Employer and worker responses
Employers report practical adjustments as enforcement rises:
- Breaking work into smaller tasks to fit thinner crews.
- Raising referral bonuses or offering split shifts to attract parents or students.
- Investing in automation for packing or cleaning tasks (slow and not universally applicable).
- Turning to staffing agencies (higher costs and limited success).
- Stabilizing schedules where possible to reduce turnover, though shortages often make this difficult.
Workers face hard choices:
- Switching industries or leaving the area when job openings become volatile and pay flattens.
- Parents reducing paid hours when child care disappears.
- Young workers losing apprenticeship or on-the-job training opportunities when crews are overextended.
Policy responses and limitations
Policy debates center on legal pathways that could meet labor demand while maintaining enforcement:
- Farm employers point to H-2A as an option for seasonal labor, but cite high costs, complex steps, and repeated delays.
- Broader immigration reform has stalled at the federal level; state-level fixes are constrained by federal authority over work authorization.
In practice, enforcement without updated legal channels tends to amplify shortages rather than resolve them—especially in seasonal and physically demanding sectors.
Local governance and uneven outcomes
Local officials are caught between competing pressures:
- Fielding complaints from farm operators, builders, and parents about staffing and service cuts.
- Coordinating with federal agencies on enforcement requests.
This coordination—or lack of it—produces uneven outcomes across counties, where similar employers may face very different labor conditions depending on timing and local practices.
Key takeaway: The 2025 evidence indicates a cycle—fewer immigrant workers → growing labor shortages → reduced output → lower employment for citizens in dependent jobs.
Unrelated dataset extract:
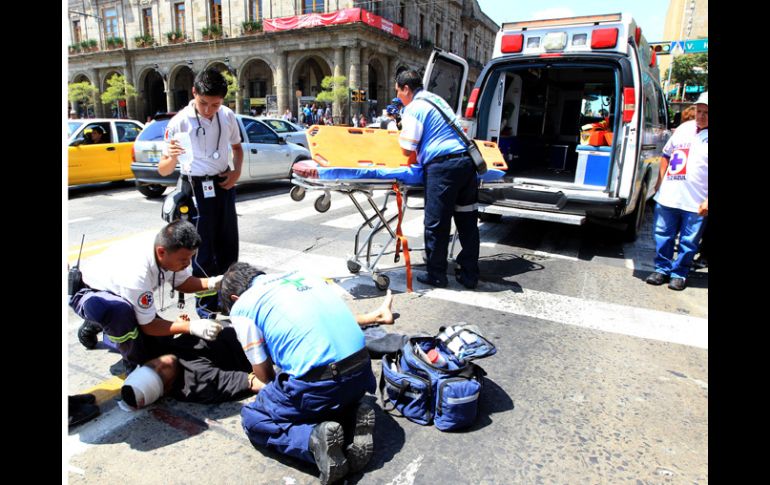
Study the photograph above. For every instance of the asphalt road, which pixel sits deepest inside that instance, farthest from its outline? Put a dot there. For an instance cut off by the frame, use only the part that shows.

Where Secure Communities is active, this cycle can persist long after initial enforcement surges as businesses rebuild staff and trust.
Final observation
Without updated legal channels that match real labor demand, especially for seasonal and physically demanding work, the pattern seen in 2025 is likely to repeat with each new wave of enforcement.
This Article in a Nutshell
Research through 2025 shows increased immigration enforcement, including Secure Communities, reduced employment among undocumented immigrants and produced broader labor-market disruptions. Two main mechanisms—direct removals and a chilling effect—thinned applicant pools and raised turnover in sectors reliant on immigrant labor: agriculture, construction, hospitality, and child care. Employers faced higher compliance costs, fragmented teams, and falling productivity, prompting some automation and staffing-agency use. Crucially, citizens also suffered job losses; California experienced nearly a 5% private-sector employment decline following mid-2025 federal actions. Policy options like H-2A exist but face high costs and delays. Without legal channels aligned to demand, enforcement will likely amplify shortages and regional economic weakness.